Der Gebäudekomplex des Wiener Bildungscampus Berresgasse lädt 1.100 Schüler hinter trendiger Lärchenholz-Fassade, in mehrfach geknickten Bildungsbereichen, zum Lernen ein. „Für den Erdgeschoss-Sockel wurden 1.000 m² Glasfaserbeton-Platten verwendet“, so der Geschäftsführer. „Darauf fußen drei Geschosse mit jeweils vier radial angeordneten Bildungsbereichen.“ Auf die Frage, warum ausgerechnet HiCAD hier wie dort zur Konstruktion eingesetzt wird, antwortet der Österreicher: „Weil uns durch fertigungsorientierte Bemaßung, individuelle Beschriftung und detaillierte Zuschnitte die Modellierung erleichtert wird − egal, ob Holz, Glas oder andere Materialien verwendet werden.“ Als weiteres Plus verweist er auf den Treppen- und Geländerkonfigurator in der HiCAD Stahlbau Suite, der individuelle 2D/3D-Konstruktionen und eine schnellere Detaillierung des Tragwerks in der Planungsphase ermöglicht.

„Die bidirektionale Schnittstelle zu LogiKal® aus der HiCAD Metallbau Suite ermöglichte uns dabei den vollen Zugriff auf Bibliotheken mit Spezialprofilen für Fassaden, Lichtdächer, Fenster und Türen. Außerdem den Zugriff auf mehrere tausend Normteile und Standardprofile zur Integration diverser Verbindungselemente“, so der Ingenieur. „LogiKal® übernimmt quasi die statische Vorbemessung und konfrontiert uns mit Fragen − ob z.B. die gewählten Profile für die am Standort auftretenden Lasten ausreichen, oder ob Glaseinsätze durch mögliche Turbulenzen, Temperaturunterschiede etc. den auf sie einwirkenden Lasten standhalten. Kurzum: Die Kopplung mit HiCAD ermöglicht uns eine bessere wirtschaftliche Dimensionierung der Bauteile.“

Projekt mit Freiformflächen

Der Anspruch an ein modernes Design wächst. Viele moderne Fassaden weisen beliebig gekrümmte Flächen auf, die sich schwer in eine bestimmte Form pressen oder analytisch klar beschreiben lassen. Das geschwungene Dach des Etihad-Museums in Dubai zum Beispiel, aber auch das jüngst abgeschlossene Projekt „Wohnen am Schweizer Garten“ in Wien mit der vorgelagerten, unregelmäßigen Rasterstruktur der Balkonbrüstungen. „Dank des HiCAD-Moduls für Freiformflächen konnten wir dieser anspruchsvollen Aufgabe gerecht werden“, so Günther Mayerhofer.

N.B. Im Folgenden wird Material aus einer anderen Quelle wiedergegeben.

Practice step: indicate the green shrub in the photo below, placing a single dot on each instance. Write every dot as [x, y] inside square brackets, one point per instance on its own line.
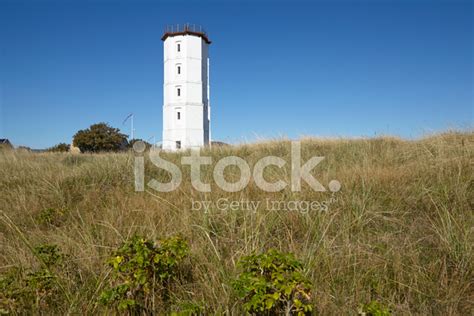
[23, 293]
[273, 283]
[374, 308]
[142, 270]
[51, 216]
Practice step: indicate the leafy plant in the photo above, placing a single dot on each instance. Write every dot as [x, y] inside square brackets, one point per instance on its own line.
[141, 270]
[50, 255]
[374, 308]
[100, 137]
[61, 147]
[273, 283]
[51, 216]
[20, 292]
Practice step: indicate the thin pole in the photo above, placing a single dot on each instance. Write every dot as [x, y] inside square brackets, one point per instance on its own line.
[132, 126]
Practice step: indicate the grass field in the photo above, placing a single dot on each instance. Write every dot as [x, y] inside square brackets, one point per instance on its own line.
[399, 232]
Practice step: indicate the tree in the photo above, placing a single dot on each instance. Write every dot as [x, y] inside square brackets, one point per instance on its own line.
[100, 137]
[61, 147]
[133, 141]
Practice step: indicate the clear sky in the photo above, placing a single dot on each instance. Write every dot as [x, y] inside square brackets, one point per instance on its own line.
[340, 68]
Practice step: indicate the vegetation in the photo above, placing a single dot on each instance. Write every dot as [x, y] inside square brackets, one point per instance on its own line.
[100, 138]
[142, 271]
[61, 147]
[397, 238]
[273, 282]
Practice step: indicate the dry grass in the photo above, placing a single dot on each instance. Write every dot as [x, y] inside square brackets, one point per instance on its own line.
[400, 230]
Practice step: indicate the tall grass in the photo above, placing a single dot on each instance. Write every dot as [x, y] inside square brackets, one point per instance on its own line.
[400, 230]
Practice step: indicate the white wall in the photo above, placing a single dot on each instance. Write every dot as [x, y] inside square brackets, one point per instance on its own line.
[193, 127]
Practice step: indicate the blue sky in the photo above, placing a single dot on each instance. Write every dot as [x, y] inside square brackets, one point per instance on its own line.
[340, 68]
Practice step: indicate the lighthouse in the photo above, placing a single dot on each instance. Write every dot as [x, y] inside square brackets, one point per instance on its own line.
[186, 109]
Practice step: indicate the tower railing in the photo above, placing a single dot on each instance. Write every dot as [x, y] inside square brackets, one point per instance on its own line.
[187, 27]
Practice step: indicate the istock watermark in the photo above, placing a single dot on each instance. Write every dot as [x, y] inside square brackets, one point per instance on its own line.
[299, 171]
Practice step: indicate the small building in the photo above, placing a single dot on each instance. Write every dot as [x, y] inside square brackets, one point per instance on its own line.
[186, 108]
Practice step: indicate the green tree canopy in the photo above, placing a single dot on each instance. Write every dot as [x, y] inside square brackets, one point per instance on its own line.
[100, 137]
[61, 147]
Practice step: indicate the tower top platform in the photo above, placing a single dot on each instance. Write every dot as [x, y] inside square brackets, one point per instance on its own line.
[185, 29]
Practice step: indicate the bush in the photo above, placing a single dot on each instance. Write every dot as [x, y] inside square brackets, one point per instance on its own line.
[36, 290]
[142, 270]
[374, 308]
[61, 147]
[273, 282]
[51, 216]
[100, 137]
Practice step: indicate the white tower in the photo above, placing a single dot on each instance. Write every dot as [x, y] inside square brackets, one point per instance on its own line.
[186, 110]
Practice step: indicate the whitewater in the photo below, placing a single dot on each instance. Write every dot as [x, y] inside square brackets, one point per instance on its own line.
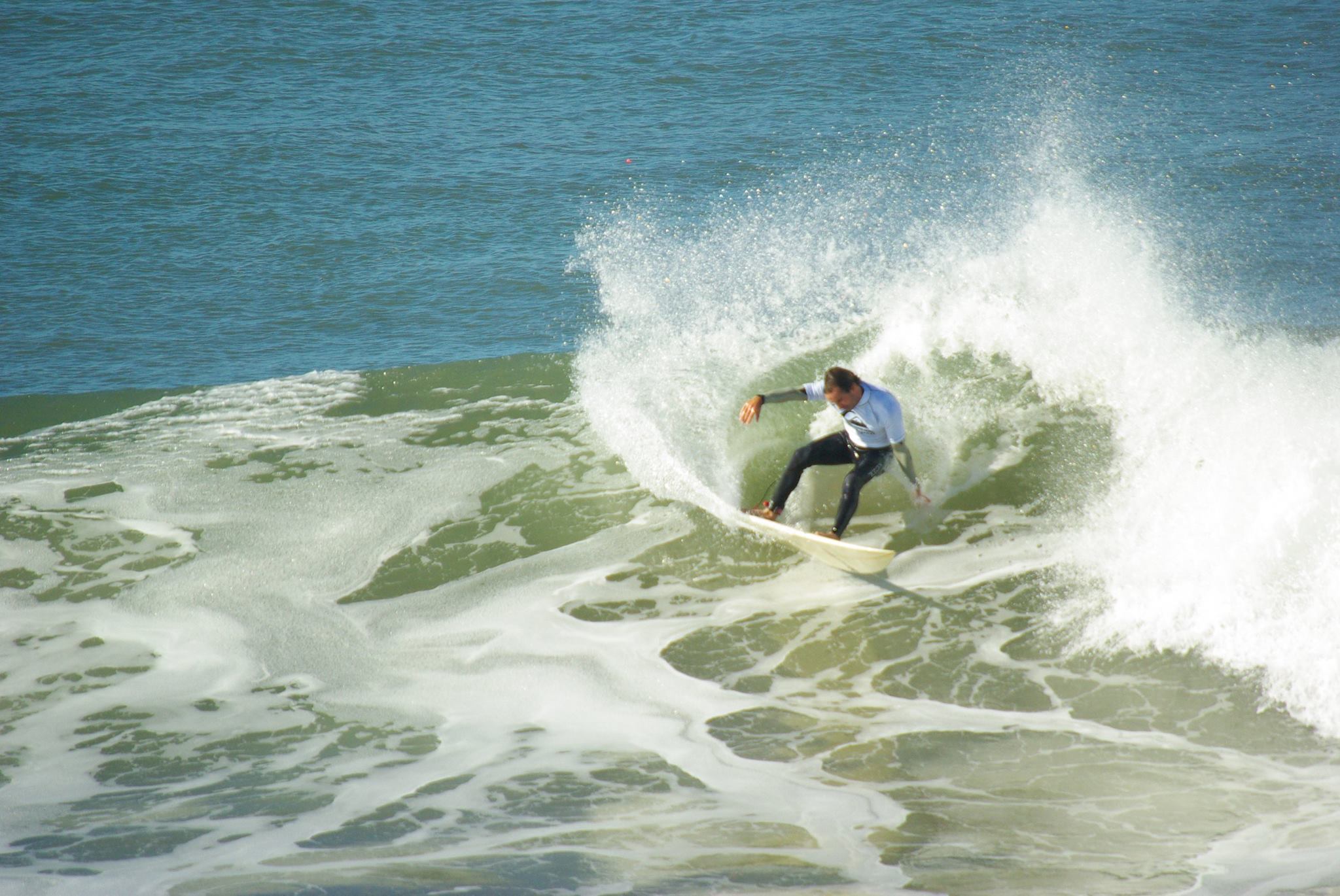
[491, 626]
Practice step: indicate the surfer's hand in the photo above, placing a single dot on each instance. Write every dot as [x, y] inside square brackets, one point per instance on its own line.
[749, 413]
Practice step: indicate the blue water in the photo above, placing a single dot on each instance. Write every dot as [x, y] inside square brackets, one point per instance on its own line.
[204, 194]
[369, 455]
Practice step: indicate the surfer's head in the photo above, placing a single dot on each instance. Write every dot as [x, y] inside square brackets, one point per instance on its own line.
[842, 387]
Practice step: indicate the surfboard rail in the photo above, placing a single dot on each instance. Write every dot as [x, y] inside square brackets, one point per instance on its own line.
[858, 559]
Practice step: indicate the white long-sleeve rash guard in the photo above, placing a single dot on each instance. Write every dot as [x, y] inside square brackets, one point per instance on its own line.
[877, 421]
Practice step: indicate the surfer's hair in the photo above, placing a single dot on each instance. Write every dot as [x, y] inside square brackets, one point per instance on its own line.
[841, 378]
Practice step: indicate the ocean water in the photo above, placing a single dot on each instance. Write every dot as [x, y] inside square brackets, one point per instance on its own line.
[368, 448]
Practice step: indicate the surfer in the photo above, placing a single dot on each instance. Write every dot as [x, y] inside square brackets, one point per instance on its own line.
[873, 433]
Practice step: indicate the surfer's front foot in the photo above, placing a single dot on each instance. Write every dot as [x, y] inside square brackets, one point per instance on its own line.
[764, 511]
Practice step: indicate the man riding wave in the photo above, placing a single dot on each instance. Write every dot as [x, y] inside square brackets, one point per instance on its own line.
[873, 433]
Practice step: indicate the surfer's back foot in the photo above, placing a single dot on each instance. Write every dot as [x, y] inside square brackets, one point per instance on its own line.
[764, 511]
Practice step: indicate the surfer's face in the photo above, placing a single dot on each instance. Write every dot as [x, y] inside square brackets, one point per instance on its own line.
[845, 401]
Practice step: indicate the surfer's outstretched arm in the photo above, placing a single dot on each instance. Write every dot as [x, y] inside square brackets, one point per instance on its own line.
[749, 413]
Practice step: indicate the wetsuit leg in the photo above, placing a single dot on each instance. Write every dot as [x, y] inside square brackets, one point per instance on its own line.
[827, 452]
[869, 465]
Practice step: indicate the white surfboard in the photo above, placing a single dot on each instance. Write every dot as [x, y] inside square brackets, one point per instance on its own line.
[841, 555]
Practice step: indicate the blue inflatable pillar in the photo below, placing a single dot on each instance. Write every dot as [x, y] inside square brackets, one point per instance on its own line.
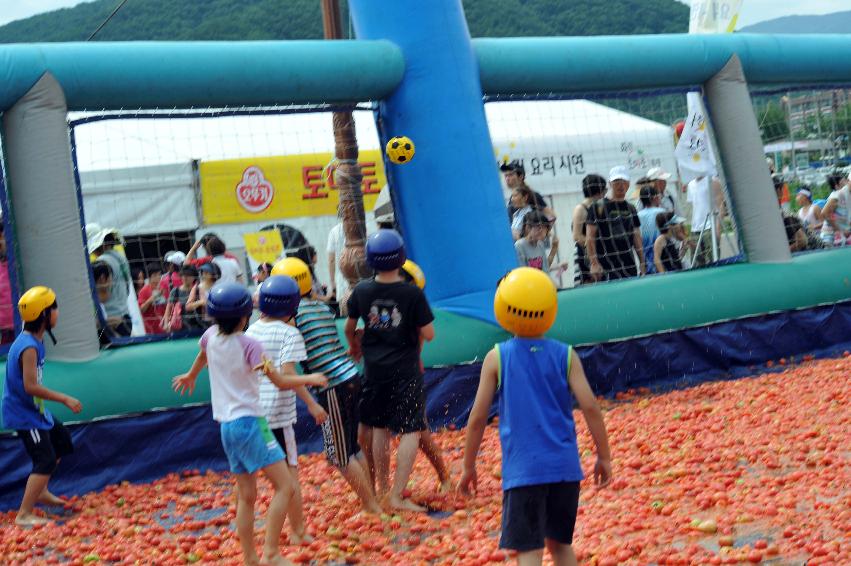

Fassadenträume auf Knopfdruck

Stücklisten auf Knopfdruck, Änderungen per Mausklick − wobei gleichartige Änderungen an verschiedenen Objekten in nur einem Bearbeitungsschritt durchgeführt werden können − sind weitere Stärken von HiCAD, auf die Günther Mayerhofer besonderen Wert legt. „Für komplexe Gebäudehüllen, im klassischen Stahlbau und bei Schlosserkonstruktionen, ist die automatisierte

Werkzeichnungsgenerierung und Stücklistenerstellung sehr hilfreich“, bestätigt er. „Alles muss doch heute schnell gehen. Dazu zähle ich auch die zügige Übergabe von Informationen an den Einkauf oder an die Fertigung in Standardformaten wie DXF, DWG oder STEP.  Das reibungslose Zusammenspiel von Planung und Konstruktion birgt ein riesiges Potenzial zur Produktivitätssteigerung.“ Im Bereich BIM warte die TESIGN GmbH auf eine endgültige Einführung − „zumindest bei öffentlichen Projekten“, so der Geschäftsführer. „Das ISD-BIM-Konzept wird uns beizeiten Abhilfe schaffen.“

Partnerschaftliche Zusammenarbeit

Ihre bisher gesetzten Ziele im Rahmen geometrisch anspruchsvoller Fassadenkonstruktionen hat die  TESIGN GmbH bisher mit HiCAD erreicht. „Die Einführung ist problemlos vonstattengegangen“, so Günther Mayerhofer.  „Nicht grundlos werden in unserem Unternehmen kontinuierlich weitere Techniker auf der Basis von HiCAD ausgebildet. Dank der hilfreichen Schulungsmaßnahmen konnten unsere Konstrukteure, die bisher mit Autocad 2D gearbeitet hatten und daraus zum Teil noch die Fertigungsunterlagen generieren, die Konstruktionspraxis mit HiCAD zügig adaptieren.“

Neben dem Produkt trägt selbstverständlich auch die partnerschaftliche Zusammenarbeit mit der ISD zur Zufriedenheit des Österreichers bei. „Natürlich empfehle ich HiCAD weiter – der große Output an Produktionsunterlagen und die Kompatibilität mit diversen AV-Programmen sind ein großer Vorteil für alle Unternehmen in unserer Branche“.